David Blyth wrote...
> If communication fails, then perhaps it would help if you understood
the topic BEFORE you started talking. If you pointed a gun at my head and
said "Pick one: understand your topic or be aware of your audience". I
would try to understand what I am saying. Thus, I maintain that a topic is
more important than an audience.

Mike Keene would add (searching before Aristotle):
What we need is a word for the way in which one knows (can know? needs to
know?) a topic before an audience ever comes along. Of course there are
topics that don't exist at all before the audience.

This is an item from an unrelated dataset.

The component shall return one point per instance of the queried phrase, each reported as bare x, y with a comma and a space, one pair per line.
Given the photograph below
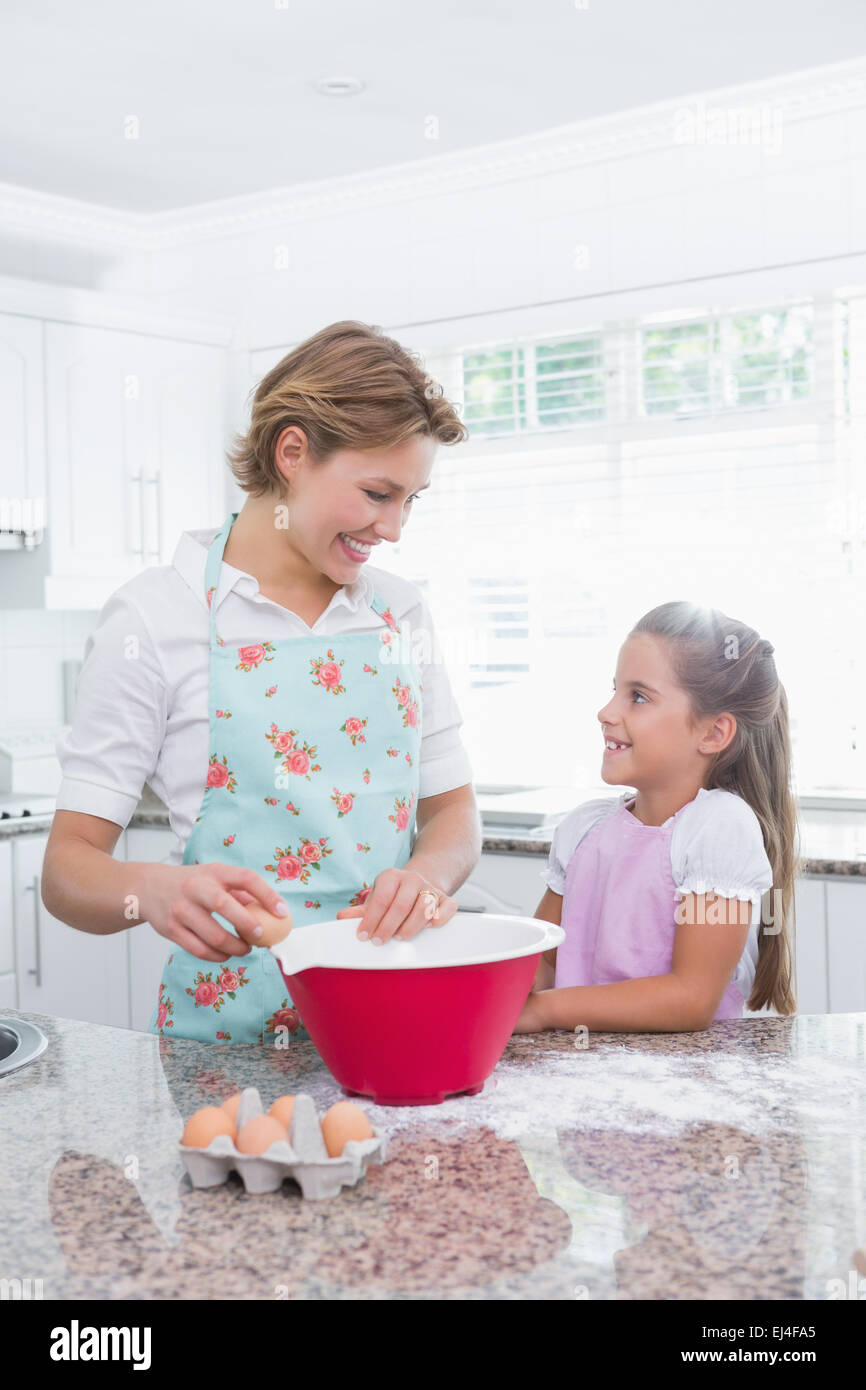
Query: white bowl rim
392, 954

But for many
topics--welding, for instance--we would want the person writing the
research report on it to know it, in some way, at some level,
independently of any audience whatsoever. The problems come from
hardliners, me included, who tell the welding researcher, "If you can't
explain it to me so that I can understand it, I don't think you really
know it." We need one word for the kind of knowing that can exist apart
from "knowing-how-to-explain-it" and another for the knowing that is all
intertwined with "knowing-how-to-explain-it." Was it Zeno who said that
the former is "knowledge," represented by a closed fist (?=power?) and the
latter is "understanding," that fist enclosed in another hand
(?=authority?)? So maybe the situation is that our clients come to us with
knowledge, and we help them turn it into understanding?